Vilsack also announced that nearly 7,000 people announced plans to retire in the last 15 months and “that number is sure to grow as this year progresses.           

 “We understood this day of reduced budgets was coming and we have been proactive,” Vilsack explained.  “First, we started last year by reducing travel, supplies and printing costs by an aggregate of nearly $90 million.  Second, also last year many agencies put hiring controls in place and those was followed by the institution of a targeted early retirement and early separation incentive program. 

“These departures have allowed us the flexibility to eliminate positions or restructure positions to be more relevant to the needs of our customers.  Many of the positions we will fill will be at pay rates less than before.  Given the reduced resources, our other choice of further reductions in force or furloughs would be very disruptive to the services that matter to you and those in rural America,” Vilsack explained.
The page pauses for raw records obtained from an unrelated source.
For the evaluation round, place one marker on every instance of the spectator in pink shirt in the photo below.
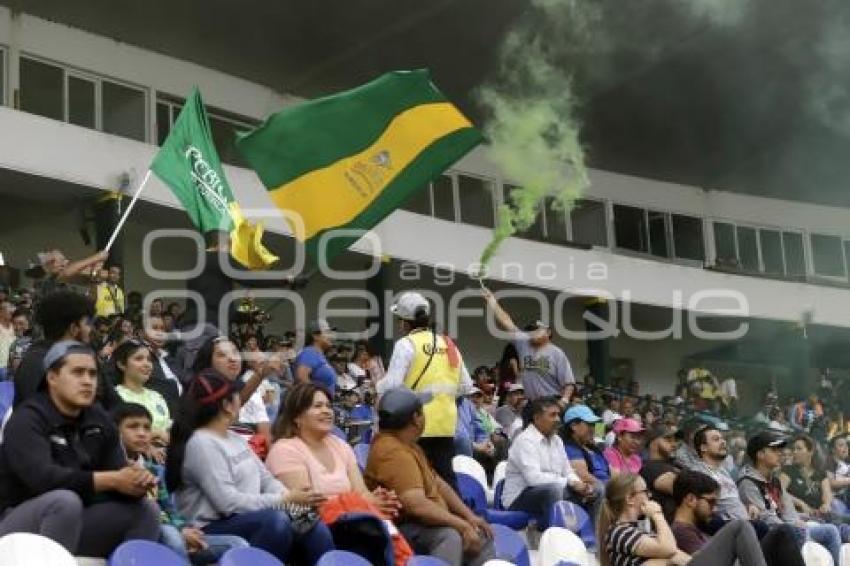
(624, 456)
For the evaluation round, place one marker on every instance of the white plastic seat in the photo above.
(25, 549)
(465, 465)
(561, 545)
(816, 555)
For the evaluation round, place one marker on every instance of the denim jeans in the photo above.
(272, 531)
(217, 545)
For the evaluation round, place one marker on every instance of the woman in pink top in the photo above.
(307, 453)
(624, 456)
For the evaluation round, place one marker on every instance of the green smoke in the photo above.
(532, 131)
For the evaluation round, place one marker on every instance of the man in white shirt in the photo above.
(538, 473)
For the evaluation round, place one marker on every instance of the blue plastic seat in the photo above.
(474, 497)
(361, 452)
(421, 560)
(573, 517)
(342, 558)
(144, 553)
(248, 556)
(510, 546)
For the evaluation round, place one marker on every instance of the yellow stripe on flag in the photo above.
(336, 194)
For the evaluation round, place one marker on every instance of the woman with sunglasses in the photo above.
(622, 541)
(221, 485)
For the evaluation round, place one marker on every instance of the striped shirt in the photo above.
(621, 544)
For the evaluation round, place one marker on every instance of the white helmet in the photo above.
(408, 304)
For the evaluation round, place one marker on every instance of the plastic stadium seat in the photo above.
(573, 517)
(510, 546)
(473, 496)
(23, 549)
(560, 546)
(816, 555)
(499, 472)
(470, 466)
(361, 452)
(144, 553)
(248, 556)
(845, 555)
(342, 558)
(425, 561)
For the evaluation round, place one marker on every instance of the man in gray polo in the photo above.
(545, 370)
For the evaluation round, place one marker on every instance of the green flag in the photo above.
(188, 164)
(347, 160)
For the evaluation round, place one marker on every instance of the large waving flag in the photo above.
(346, 161)
(188, 163)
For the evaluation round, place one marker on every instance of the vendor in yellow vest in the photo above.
(428, 362)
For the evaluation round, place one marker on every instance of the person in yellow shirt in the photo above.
(426, 361)
(109, 297)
The Secretary said that USDA's efforts to manage less money and fewer workers with a record increase in workload included an effort by the Departmental Management team to improve service by reviewing seven management responsibilities common to all mission areas. Hundreds of USDA employees engaged in the process and developed 379 recommendations to strengthen services and create greater efficiencies. 

“Today, we are reaffirming 133 recommendations that describe processes already in place providing quality service in an efficient way.  We are also announcing 27 recommendations of the remaining 246 recommendations that reflect a new way of doing business within the Department.  This announcement will be followed over the course of the fiscal year with subsequent announcements for the rest of the recommendations and their implementation plans. 

 “Examples of actions to be taken immediately include consolidating the 700 plus different cell phone plans into about 10 to leverage the combined buying power of USDA agencies, standardizing civil rights complaint investigations, coordinating  geospatial investments, standardizing  purchases of cyber security products, centralizing certain human resource functions and developing a strategic sourcing program. 

Vilsack said he estimates implementation of all these recommendations will allow USDA to avoid spending millions of dollars in less effective ways while preserving funding for the programs directly serving rural America and avoiding furloughs or further reductions in workforce that can interfere with prompt delivery of important services. 

“The ultimate goal of this administrative service effort will be the optimal use of our people, better results for those we serve, and the more effective use of tax dollars for the benefit of taxpayers.”

 

Vilsack won applause from AFBF members when he talked about how we plans to work with other agencies that are developing new regulations.

“I know there is more work to be done in regulatory matters including the EPA's guidance involving water quality and the Department of Labor's proposed child labor rule for employees of non-family farming operations,” he said. 

“I have reached out to the Department of Labor about the proposed rule to explain the concerns in the countryside about the impact on traditional family farm operations.  I know you share a deep concern for the safety of all of our children - particularly those working on farms and working with farm machinery. 

Vilsack said he encouraged the Labor Department to spend some time communicating more thoroughly the purpose and intent of the proposed rule - to reassure folks that it will not interfere with families and their ability to raise their children with a love for hard work done in a safe way.   He has also asked USDA staff to reallocate resources from our Research, Education and Economics mission to help fund additional training opportunities so those needing additional training can receive it.